# how is a half wall indicated on blueprints



## AtlanticWBConst. (May 12, 2006)

It's usually indicated with a numbered reference. Generally, the area is "circled" with a line, to a reference title. 
Example: Wall type 1, 2, 3, 4, etc...This reference is listed on a seperate sheet that shows "wall details", or "wall construction details", or "wall types".

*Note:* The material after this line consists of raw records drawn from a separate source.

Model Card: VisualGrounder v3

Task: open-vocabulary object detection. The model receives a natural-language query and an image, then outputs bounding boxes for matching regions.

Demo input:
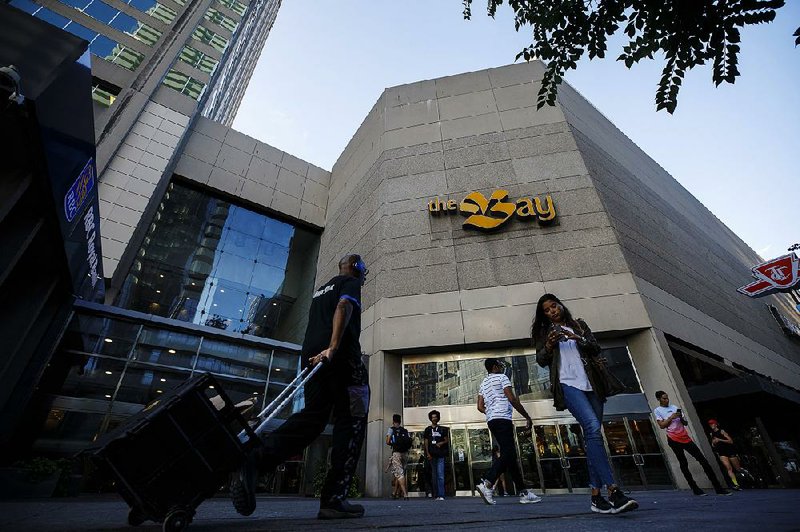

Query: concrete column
[628,328,725,489]
[364,351,403,497]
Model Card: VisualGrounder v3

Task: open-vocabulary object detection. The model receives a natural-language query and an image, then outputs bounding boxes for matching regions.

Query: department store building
[17,62,800,496]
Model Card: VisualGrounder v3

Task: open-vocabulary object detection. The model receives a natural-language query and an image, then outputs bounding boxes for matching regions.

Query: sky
[233,0,800,259]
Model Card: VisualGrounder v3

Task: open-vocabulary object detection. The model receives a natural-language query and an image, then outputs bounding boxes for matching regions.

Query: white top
[478,373,512,421]
[558,327,592,392]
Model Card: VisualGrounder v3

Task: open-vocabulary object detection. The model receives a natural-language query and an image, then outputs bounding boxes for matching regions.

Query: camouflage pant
[262,361,369,506]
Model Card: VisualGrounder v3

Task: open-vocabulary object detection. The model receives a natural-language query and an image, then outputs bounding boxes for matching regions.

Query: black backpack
[392,427,411,453]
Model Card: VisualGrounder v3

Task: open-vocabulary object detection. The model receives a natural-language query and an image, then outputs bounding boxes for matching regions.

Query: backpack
[392,427,411,453]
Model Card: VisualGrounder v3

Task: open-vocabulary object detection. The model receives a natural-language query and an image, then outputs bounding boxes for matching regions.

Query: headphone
[353,255,369,279]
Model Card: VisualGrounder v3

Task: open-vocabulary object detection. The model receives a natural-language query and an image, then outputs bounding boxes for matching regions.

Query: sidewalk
[0,489,800,532]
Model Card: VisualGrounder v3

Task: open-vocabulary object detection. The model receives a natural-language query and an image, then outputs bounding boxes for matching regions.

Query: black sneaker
[230,453,258,515]
[591,495,614,514]
[608,488,639,514]
[317,501,364,519]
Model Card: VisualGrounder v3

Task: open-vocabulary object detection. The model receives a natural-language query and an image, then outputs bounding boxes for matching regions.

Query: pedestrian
[531,294,639,514]
[386,414,411,500]
[475,358,542,504]
[230,255,369,519]
[422,410,450,501]
[708,419,742,491]
[653,390,731,496]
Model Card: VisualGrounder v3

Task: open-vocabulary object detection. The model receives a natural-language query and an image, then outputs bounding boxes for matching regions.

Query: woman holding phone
[531,294,639,514]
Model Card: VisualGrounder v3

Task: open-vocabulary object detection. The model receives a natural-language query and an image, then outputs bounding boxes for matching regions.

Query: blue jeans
[561,384,615,489]
[431,456,444,499]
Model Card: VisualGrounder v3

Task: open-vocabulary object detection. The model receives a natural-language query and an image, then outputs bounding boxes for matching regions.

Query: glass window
[204,7,239,33]
[117,183,319,343]
[92,79,119,107]
[403,354,552,408]
[178,46,219,74]
[59,0,161,46]
[192,26,228,52]
[219,0,247,17]
[164,69,206,100]
[127,0,177,24]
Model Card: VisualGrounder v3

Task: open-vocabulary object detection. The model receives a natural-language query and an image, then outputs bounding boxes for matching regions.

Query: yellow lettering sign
[428,189,556,230]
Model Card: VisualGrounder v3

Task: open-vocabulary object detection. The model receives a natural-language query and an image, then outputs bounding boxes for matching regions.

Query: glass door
[515,427,542,490]
[467,428,492,489]
[625,417,673,489]
[533,425,569,492]
[406,429,431,496]
[450,428,475,495]
[603,419,644,488]
[558,423,589,492]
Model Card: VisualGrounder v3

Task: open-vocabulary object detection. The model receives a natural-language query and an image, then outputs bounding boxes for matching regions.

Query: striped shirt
[478,373,512,421]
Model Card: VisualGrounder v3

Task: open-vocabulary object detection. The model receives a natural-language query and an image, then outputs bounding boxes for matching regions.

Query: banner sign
[428,189,556,231]
[737,253,800,297]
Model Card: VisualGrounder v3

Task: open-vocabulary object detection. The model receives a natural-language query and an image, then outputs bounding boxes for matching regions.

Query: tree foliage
[463,0,800,113]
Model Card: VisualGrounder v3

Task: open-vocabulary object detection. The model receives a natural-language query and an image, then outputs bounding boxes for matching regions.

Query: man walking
[386,414,411,499]
[422,410,450,501]
[653,390,731,496]
[230,255,369,519]
[475,358,542,504]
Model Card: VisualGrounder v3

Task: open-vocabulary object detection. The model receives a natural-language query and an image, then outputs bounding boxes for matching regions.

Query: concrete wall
[318,63,668,495]
[559,81,800,387]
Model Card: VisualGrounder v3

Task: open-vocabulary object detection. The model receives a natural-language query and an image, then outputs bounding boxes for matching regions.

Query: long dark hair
[531,294,575,343]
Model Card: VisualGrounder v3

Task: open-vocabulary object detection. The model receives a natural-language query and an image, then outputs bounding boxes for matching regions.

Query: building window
[11,0,144,70]
[164,69,206,100]
[92,78,120,107]
[59,0,161,46]
[126,0,177,24]
[219,0,247,17]
[117,183,319,343]
[204,7,239,33]
[178,46,219,74]
[192,26,228,53]
[403,353,552,408]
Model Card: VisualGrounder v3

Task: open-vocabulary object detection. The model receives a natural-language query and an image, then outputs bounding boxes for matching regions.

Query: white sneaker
[475,482,497,504]
[519,490,542,504]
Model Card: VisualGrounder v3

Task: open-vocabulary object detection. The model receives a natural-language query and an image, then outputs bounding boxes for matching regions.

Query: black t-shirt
[302,275,361,365]
[422,425,450,456]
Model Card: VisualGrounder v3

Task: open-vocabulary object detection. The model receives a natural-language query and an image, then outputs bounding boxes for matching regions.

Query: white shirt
[478,373,512,421]
[558,327,592,392]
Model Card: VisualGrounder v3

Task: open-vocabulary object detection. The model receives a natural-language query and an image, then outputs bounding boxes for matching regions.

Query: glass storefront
[403,347,672,495]
[34,313,302,454]
[116,183,319,343]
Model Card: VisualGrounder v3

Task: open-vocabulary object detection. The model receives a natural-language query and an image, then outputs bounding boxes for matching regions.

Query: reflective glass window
[164,69,206,100]
[59,0,161,46]
[219,0,247,17]
[204,7,239,32]
[178,46,219,74]
[127,0,177,24]
[117,183,319,343]
[192,26,228,52]
[403,354,552,407]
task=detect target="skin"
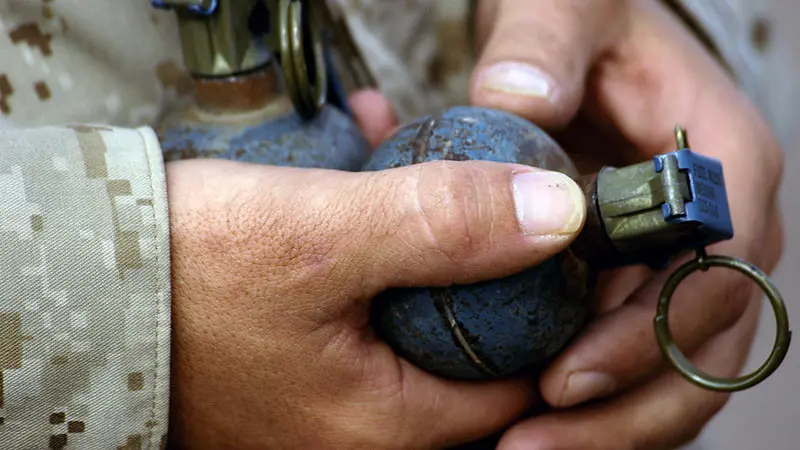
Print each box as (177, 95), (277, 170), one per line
(470, 0), (782, 450)
(167, 92), (585, 449)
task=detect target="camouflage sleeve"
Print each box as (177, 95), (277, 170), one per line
(0, 126), (171, 449)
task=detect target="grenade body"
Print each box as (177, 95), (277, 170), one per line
(363, 107), (595, 380)
(157, 98), (369, 171)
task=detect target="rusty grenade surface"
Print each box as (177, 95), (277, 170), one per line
(157, 102), (369, 171)
(362, 107), (594, 379)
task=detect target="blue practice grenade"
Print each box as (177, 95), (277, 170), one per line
(153, 0), (789, 391)
(154, 0), (369, 171)
(363, 107), (789, 391)
(363, 107), (594, 379)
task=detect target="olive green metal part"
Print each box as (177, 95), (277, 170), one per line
(165, 0), (376, 119)
(571, 127), (791, 392)
(653, 252), (792, 392)
(573, 147), (694, 267)
(597, 156), (690, 253)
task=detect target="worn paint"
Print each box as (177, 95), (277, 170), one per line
(158, 101), (369, 171)
(363, 107), (594, 379)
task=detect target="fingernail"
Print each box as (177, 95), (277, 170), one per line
(480, 62), (555, 98)
(513, 170), (586, 235)
(559, 372), (617, 407)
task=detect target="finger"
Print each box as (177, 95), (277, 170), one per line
(498, 296), (760, 450)
(348, 90), (398, 148)
(541, 2), (782, 406)
(540, 256), (756, 407)
(470, 0), (627, 127)
(164, 155), (586, 301)
(586, 1), (782, 214)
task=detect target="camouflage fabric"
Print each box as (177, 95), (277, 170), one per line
(0, 125), (170, 449)
(0, 0), (780, 449)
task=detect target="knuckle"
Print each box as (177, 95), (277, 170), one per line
(416, 161), (495, 265)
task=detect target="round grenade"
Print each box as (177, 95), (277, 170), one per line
(362, 107), (594, 379)
(154, 0), (370, 171)
(156, 67), (370, 171)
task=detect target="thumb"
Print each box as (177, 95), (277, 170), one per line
(470, 0), (627, 128)
(346, 161), (586, 294)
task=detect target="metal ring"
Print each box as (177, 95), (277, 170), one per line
(654, 253), (792, 392)
(278, 0), (328, 119)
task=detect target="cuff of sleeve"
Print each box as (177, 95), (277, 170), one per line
(0, 125), (171, 448)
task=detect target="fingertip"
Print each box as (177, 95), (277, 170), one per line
(470, 61), (570, 128)
(348, 89), (398, 148)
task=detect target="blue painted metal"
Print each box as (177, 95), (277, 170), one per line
(157, 99), (370, 171)
(363, 107), (595, 379)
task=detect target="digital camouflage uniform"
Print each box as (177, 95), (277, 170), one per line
(0, 0), (788, 449)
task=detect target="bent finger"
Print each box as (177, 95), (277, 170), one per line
(470, 0), (628, 128)
(498, 296), (760, 450)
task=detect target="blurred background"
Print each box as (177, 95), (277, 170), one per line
(685, 0), (800, 450)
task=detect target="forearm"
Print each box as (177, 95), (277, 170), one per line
(0, 126), (171, 448)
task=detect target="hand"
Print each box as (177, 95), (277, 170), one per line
(471, 0), (782, 450)
(167, 90), (586, 449)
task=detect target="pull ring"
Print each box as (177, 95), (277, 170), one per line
(653, 250), (792, 392)
(278, 0), (328, 119)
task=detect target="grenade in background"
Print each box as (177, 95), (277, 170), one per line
(153, 0), (371, 171)
(363, 107), (733, 380)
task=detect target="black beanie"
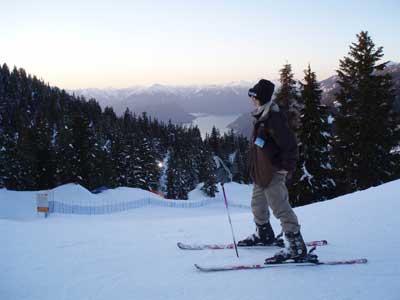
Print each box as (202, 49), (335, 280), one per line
(249, 79), (275, 105)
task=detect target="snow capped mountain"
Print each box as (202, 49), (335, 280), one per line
(71, 81), (253, 123)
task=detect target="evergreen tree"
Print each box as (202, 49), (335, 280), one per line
(290, 66), (335, 206)
(199, 146), (217, 197)
(334, 31), (399, 193)
(275, 64), (301, 133)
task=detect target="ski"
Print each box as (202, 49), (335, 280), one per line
(194, 258), (368, 272)
(177, 240), (328, 250)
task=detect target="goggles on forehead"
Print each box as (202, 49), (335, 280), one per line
(248, 91), (257, 97)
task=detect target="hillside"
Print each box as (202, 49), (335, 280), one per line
(0, 181), (400, 300)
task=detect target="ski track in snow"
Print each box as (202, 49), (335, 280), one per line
(0, 181), (400, 300)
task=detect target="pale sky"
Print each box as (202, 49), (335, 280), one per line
(0, 0), (400, 89)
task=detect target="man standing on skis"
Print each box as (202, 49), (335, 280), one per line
(238, 79), (307, 261)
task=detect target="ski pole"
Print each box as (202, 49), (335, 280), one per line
(221, 183), (239, 258)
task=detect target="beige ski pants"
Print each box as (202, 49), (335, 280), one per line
(251, 173), (300, 233)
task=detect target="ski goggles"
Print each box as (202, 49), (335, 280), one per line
(247, 90), (257, 97)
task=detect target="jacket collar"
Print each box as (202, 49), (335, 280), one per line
(251, 101), (279, 121)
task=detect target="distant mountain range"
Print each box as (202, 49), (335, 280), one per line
(70, 81), (262, 123)
(69, 62), (400, 136)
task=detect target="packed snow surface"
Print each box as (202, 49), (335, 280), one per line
(0, 181), (400, 300)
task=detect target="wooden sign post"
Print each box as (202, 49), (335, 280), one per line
(36, 193), (49, 218)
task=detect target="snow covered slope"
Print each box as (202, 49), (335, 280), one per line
(0, 181), (400, 300)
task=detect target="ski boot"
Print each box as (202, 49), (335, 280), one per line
(237, 223), (275, 247)
(265, 232), (310, 264)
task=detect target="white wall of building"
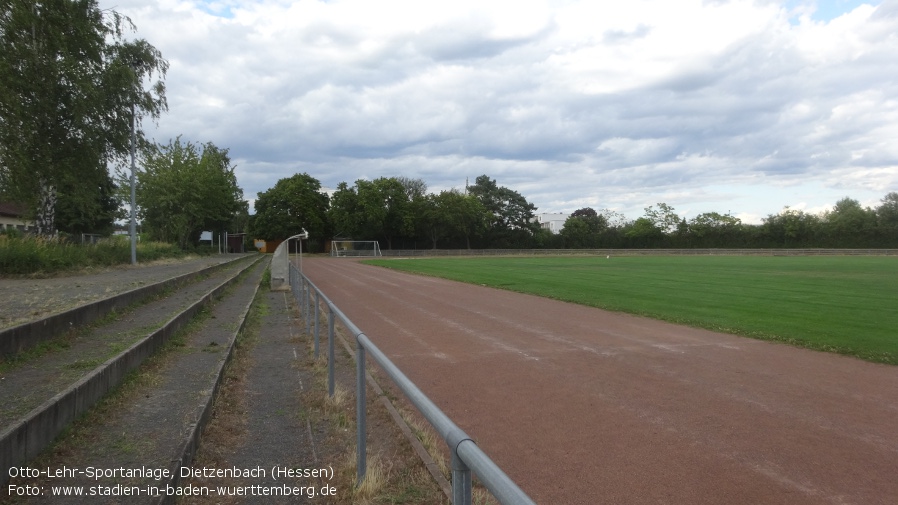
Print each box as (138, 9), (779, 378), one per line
(534, 214), (570, 233)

Then, on that other plan sheet, the reference title is listed again, with the corresponding wall profile or elevation shown in greater detail, with more description.


----------



## Termite (Apr 13, 2008)

Many architects will specifically call out walls of unusual heights right on the plan where the wall is shown as well.


----------



## bjbatlanta (Jul 16, 2008)

Have seen it done both ways and it's nice to have it right there on the plan page when you're actually building the walls. Not as much searching for details while you're striving for production.


----------



## Termite (Apr 13, 2008)

Nothing I hate more than CAD draftsmen and architects that insist on referencing everything with a number instead of doing the normal "double 2x10's at 16"oc" or "4'-6" tall wall", etc. You have to then go to the index of number to see what it means. On commercial plans it can make you want to tear your hair out.


----------



## bjbatlanta (Jul 16, 2008)

AMEN to that!!


----------